Okay, thank you. You've been generating positive adjusted EBITDA and cash flows. Can you speak about your capital requirements going forward and if you will need to raise any further capital?
In the plans for the near future, we do not see any need to raise capital. We have over $3 million in the bank without long debt. The company has been generating cash from operating activities for the first nine-month period of the year. Since the beginning of 2022, for example, the company has already generated close to $2 million from operating activities. The company also has an additional line of credit to use at the bank if necessary. I remind you that our last two acquisitions were made with a significant stock component and with payment according to agreed milestones and targets. We feel comfortable with our current cash balance and don't see any need of raising capital.
Okay. Now that the integration of Albert is done, you have begun the process of cross-selling.

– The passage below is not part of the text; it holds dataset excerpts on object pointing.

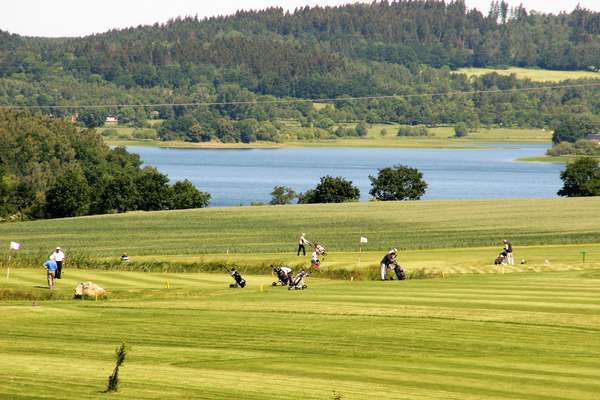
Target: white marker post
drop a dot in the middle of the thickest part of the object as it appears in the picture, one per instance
(362, 240)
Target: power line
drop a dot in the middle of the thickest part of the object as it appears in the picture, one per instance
(291, 101)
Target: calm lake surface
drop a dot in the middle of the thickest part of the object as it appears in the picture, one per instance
(243, 176)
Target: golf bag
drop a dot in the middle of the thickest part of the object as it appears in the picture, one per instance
(298, 281)
(239, 281)
(284, 278)
(400, 274)
(319, 251)
(501, 259)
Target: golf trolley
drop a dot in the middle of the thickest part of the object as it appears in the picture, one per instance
(298, 282)
(319, 252)
(398, 271)
(284, 275)
(237, 277)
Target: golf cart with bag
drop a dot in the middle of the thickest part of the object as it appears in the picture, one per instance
(284, 275)
(501, 259)
(318, 253)
(237, 277)
(398, 271)
(298, 281)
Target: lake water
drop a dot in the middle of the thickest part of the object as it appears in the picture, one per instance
(243, 176)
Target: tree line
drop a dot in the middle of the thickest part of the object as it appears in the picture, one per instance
(384, 48)
(51, 169)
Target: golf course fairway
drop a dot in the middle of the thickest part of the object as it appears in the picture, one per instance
(470, 330)
(513, 336)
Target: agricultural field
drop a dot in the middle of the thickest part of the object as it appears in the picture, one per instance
(440, 137)
(467, 330)
(537, 75)
(553, 159)
(527, 335)
(457, 236)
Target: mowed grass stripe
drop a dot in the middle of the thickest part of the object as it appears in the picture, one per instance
(362, 339)
(406, 225)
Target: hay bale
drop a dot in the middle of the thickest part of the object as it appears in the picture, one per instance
(89, 289)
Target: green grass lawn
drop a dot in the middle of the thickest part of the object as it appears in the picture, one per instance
(553, 159)
(275, 229)
(514, 336)
(476, 331)
(441, 137)
(538, 75)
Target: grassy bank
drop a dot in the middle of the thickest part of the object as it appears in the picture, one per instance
(537, 75)
(274, 229)
(552, 159)
(440, 137)
(528, 336)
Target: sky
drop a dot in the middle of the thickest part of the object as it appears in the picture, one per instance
(56, 18)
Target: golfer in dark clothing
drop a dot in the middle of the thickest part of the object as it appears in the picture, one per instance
(58, 256)
(508, 251)
(388, 259)
(302, 245)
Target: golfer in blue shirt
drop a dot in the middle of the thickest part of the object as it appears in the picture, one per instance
(51, 267)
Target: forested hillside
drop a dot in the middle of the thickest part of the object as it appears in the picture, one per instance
(386, 48)
(49, 169)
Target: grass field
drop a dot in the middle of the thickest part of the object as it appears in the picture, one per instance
(553, 159)
(474, 332)
(441, 137)
(274, 229)
(515, 336)
(538, 75)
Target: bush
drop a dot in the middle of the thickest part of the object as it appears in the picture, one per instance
(362, 130)
(461, 130)
(582, 147)
(110, 133)
(185, 195)
(282, 195)
(581, 178)
(561, 149)
(398, 183)
(331, 190)
(572, 127)
(144, 134)
(413, 131)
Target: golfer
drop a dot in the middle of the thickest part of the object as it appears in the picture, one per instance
(302, 242)
(58, 256)
(508, 251)
(388, 259)
(50, 267)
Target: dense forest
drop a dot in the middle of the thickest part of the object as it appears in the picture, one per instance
(50, 169)
(384, 48)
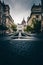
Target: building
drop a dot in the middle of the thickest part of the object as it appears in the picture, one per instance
(35, 14)
(42, 15)
(5, 17)
(23, 24)
(20, 27)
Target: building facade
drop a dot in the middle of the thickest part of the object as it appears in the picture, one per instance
(36, 13)
(42, 15)
(5, 17)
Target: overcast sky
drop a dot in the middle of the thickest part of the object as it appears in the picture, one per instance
(20, 9)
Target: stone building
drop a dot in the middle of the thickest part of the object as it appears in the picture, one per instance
(35, 14)
(5, 17)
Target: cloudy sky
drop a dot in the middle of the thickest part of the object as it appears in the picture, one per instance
(20, 9)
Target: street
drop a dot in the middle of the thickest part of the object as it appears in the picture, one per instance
(21, 51)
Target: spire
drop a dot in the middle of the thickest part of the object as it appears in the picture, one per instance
(3, 1)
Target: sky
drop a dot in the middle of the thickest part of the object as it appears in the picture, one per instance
(20, 9)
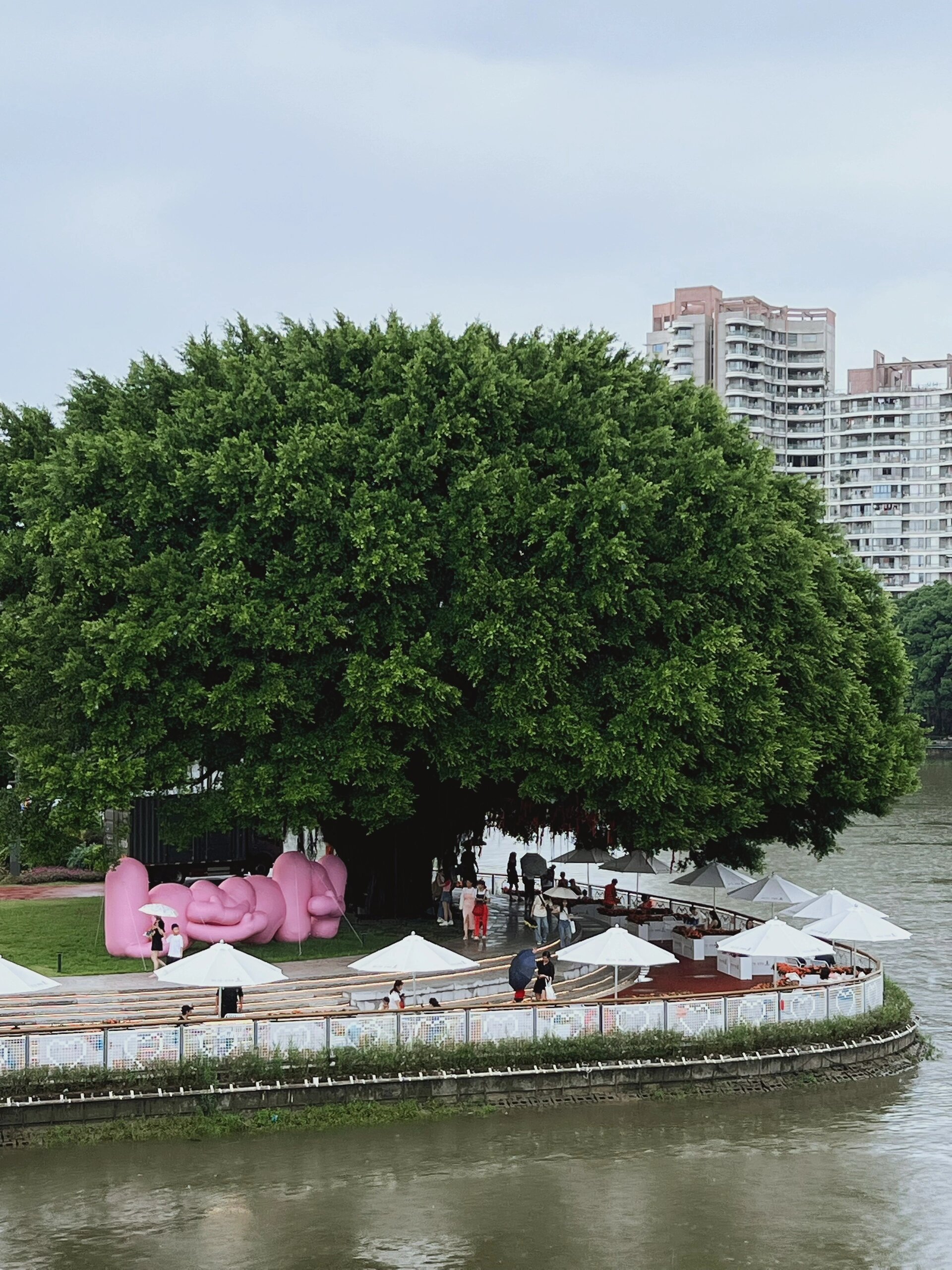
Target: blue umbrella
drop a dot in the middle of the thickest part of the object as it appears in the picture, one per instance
(522, 969)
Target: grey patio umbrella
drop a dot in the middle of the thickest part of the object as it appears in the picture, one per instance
(587, 856)
(534, 865)
(636, 863)
(714, 876)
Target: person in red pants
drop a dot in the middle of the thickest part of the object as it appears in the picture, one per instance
(480, 913)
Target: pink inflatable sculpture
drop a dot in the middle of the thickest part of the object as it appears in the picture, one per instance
(302, 898)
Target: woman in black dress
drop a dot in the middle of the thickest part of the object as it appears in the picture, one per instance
(157, 934)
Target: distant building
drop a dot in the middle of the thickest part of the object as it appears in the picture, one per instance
(772, 365)
(881, 451)
(890, 469)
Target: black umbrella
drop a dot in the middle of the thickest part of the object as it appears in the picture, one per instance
(522, 971)
(534, 865)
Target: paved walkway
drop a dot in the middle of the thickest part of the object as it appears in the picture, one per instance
(55, 890)
(507, 934)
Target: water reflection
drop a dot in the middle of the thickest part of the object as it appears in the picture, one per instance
(851, 1175)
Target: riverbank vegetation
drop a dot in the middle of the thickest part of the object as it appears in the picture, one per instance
(33, 931)
(402, 584)
(390, 1061)
(220, 1124)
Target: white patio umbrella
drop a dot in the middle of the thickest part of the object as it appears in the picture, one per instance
(714, 876)
(220, 967)
(413, 955)
(774, 890)
(17, 980)
(828, 905)
(616, 947)
(636, 863)
(560, 893)
(159, 911)
(857, 925)
(774, 940)
(587, 856)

What have you seen so far and what are your expectations going forward?
With Albert being part of our product offering to the market, we can... and are offering our existing non-Albert clients a wider solution for their needs. Albert takes care of all social and search activity for desktop, mobile, web, and mobile apps marketing campaigns. It makes internal marketing teams and agencies better, automates and optimizes in scale that most of the DevOps and optimization teams just can achieve. With Albert, we are targeting a wider market, with a wider solution.
Thanks, everyone, for participating in today's call. We look forward to hopefully speaking with you shortly. Thank you, everybody.